New/modified CLI commands: capturecapture_nameswitchinterfaceinterface_name[ direction{ both| egress| ingress} ]

See: Cisco Secure Firewall Threat Defense Command Reference

Management Center REST API

Cloud-Delivered Firewall Management Center REST API.

Feature dependent

For information on changes to the management center REST API, see What's New in the API quick start guide.

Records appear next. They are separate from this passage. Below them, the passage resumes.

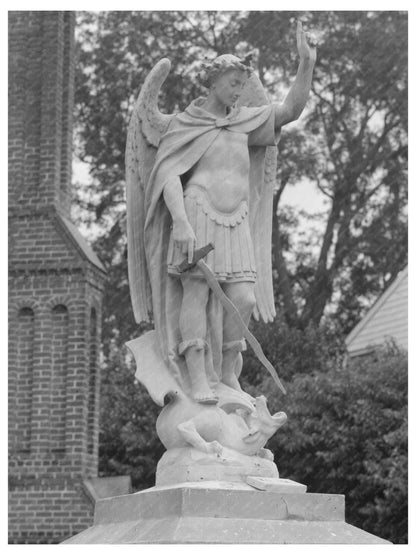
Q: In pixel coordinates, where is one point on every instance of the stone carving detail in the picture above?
(199, 211)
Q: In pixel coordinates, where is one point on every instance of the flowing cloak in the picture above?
(188, 137)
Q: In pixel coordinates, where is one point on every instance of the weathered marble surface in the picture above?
(222, 513)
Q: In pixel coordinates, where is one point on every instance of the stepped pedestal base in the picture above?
(222, 512)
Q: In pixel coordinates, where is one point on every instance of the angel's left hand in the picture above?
(306, 51)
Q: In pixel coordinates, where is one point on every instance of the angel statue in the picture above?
(200, 185)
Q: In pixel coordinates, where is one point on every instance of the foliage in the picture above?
(347, 427)
(291, 351)
(347, 433)
(128, 441)
(350, 144)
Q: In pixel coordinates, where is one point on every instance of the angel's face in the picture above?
(228, 86)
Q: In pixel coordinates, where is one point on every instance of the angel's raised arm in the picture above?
(295, 101)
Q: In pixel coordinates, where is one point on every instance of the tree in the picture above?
(351, 143)
(347, 433)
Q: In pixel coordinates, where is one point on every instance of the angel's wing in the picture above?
(263, 161)
(146, 127)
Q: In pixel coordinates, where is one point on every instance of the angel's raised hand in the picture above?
(306, 51)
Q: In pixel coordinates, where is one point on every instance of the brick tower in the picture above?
(55, 292)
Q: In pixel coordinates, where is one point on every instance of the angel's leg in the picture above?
(242, 295)
(193, 328)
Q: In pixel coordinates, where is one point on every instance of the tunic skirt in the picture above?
(233, 256)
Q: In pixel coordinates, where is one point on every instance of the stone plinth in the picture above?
(222, 512)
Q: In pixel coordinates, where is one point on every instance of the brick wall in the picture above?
(55, 294)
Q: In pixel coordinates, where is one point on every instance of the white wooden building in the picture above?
(387, 319)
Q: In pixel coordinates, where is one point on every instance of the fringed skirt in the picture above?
(233, 256)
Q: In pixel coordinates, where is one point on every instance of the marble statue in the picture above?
(199, 211)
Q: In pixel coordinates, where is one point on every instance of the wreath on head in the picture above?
(211, 70)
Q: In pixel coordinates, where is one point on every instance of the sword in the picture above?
(229, 306)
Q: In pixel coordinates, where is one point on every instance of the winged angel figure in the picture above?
(202, 176)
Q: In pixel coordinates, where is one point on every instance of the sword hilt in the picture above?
(185, 266)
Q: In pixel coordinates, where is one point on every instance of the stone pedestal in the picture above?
(222, 512)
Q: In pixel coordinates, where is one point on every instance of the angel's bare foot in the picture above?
(205, 397)
(214, 447)
(230, 379)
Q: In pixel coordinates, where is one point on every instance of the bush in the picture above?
(128, 441)
(347, 433)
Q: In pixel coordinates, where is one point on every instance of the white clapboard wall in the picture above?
(387, 319)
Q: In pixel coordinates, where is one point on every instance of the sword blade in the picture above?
(233, 310)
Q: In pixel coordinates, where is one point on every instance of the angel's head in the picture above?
(225, 77)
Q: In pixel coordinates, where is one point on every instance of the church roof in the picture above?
(387, 319)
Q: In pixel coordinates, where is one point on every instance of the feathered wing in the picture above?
(146, 127)
(263, 162)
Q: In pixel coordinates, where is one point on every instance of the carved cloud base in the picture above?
(187, 464)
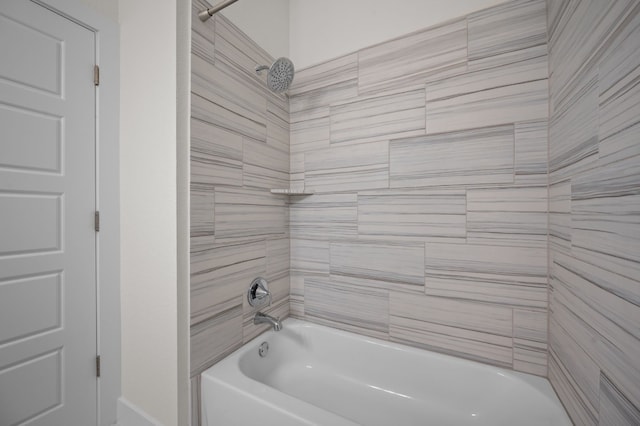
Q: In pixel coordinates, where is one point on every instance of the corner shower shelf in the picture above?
(287, 191)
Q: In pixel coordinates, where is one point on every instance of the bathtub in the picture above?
(316, 375)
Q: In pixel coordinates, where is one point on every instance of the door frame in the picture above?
(107, 198)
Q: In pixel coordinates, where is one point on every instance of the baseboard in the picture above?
(130, 415)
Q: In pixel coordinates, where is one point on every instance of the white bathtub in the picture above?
(315, 375)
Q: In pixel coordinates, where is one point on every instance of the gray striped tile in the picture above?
(247, 213)
(530, 341)
(619, 98)
(331, 216)
(202, 211)
(446, 159)
(469, 330)
(575, 123)
(348, 168)
(310, 256)
(513, 276)
(615, 408)
(278, 129)
(567, 391)
(264, 165)
(345, 305)
(605, 220)
(335, 71)
(311, 133)
(378, 117)
(237, 51)
(216, 155)
(452, 105)
(220, 276)
(296, 295)
(413, 59)
(215, 338)
(278, 258)
(531, 152)
(508, 215)
(211, 113)
(412, 215)
(560, 216)
(228, 90)
(509, 27)
(279, 309)
(394, 265)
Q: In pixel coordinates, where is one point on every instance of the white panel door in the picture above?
(47, 204)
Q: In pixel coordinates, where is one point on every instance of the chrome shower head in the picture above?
(280, 74)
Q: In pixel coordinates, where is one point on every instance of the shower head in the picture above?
(280, 74)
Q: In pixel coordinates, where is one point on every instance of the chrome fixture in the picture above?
(261, 318)
(280, 74)
(258, 293)
(263, 349)
(208, 13)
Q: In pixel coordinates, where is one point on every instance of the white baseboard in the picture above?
(130, 415)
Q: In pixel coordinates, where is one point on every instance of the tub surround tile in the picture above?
(331, 216)
(278, 128)
(343, 304)
(531, 152)
(239, 149)
(508, 216)
(510, 276)
(378, 118)
(413, 59)
(311, 133)
(309, 256)
(394, 265)
(235, 49)
(530, 341)
(560, 222)
(567, 390)
(509, 27)
(202, 220)
(264, 166)
(329, 73)
(615, 408)
(279, 308)
(216, 155)
(348, 168)
(220, 276)
(575, 123)
(470, 157)
(278, 258)
(469, 330)
(215, 338)
(196, 401)
(412, 215)
(502, 104)
(248, 213)
(228, 90)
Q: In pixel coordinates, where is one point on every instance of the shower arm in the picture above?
(208, 13)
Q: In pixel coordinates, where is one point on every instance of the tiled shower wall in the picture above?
(594, 337)
(239, 230)
(427, 156)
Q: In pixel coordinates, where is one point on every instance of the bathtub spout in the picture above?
(261, 318)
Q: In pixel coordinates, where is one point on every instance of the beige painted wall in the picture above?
(148, 207)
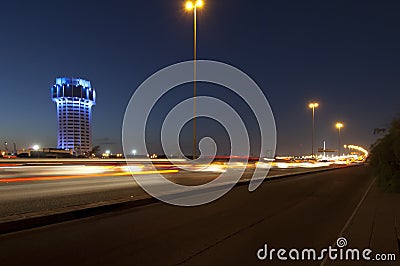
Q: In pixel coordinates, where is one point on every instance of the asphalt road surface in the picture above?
(297, 212)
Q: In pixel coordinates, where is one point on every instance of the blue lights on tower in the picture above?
(74, 98)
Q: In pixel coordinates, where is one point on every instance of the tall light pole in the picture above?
(313, 106)
(339, 126)
(193, 6)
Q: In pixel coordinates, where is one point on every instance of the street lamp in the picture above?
(313, 106)
(193, 6)
(339, 126)
(36, 149)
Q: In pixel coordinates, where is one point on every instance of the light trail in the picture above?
(47, 178)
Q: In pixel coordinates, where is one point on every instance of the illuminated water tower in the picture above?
(74, 98)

Deprecated Features: Version 20230929
Feature	Deprecated in Threat Defense	Details
Deprecated: NetFlow with FlexConfig.	Any	You can now configure Firewall Threat Defense devices as NetFlow exporters from the Firewall Management Center web interface. If you do this, you cannot deploy until you remove any deprecated FlexConfigs. See: Platform Settings
Deprecated: `high unmanaged disk usage` alerts.	7.0.6 7.2.4 7.4.0	The Disk Usage health module no longer alerts with `high unmanaged disk usage`. You may continue to see these alerts until you either deploy health policies to managed devices (stops the display of alerts), or upgrade the devices to Version 7.0.6, 7.2.4, 7.4.x (stops the sending of alerts). For information on the remaining Disk Usage alerts, see Disk Usage and Drain of Events Health Monitor Alerts.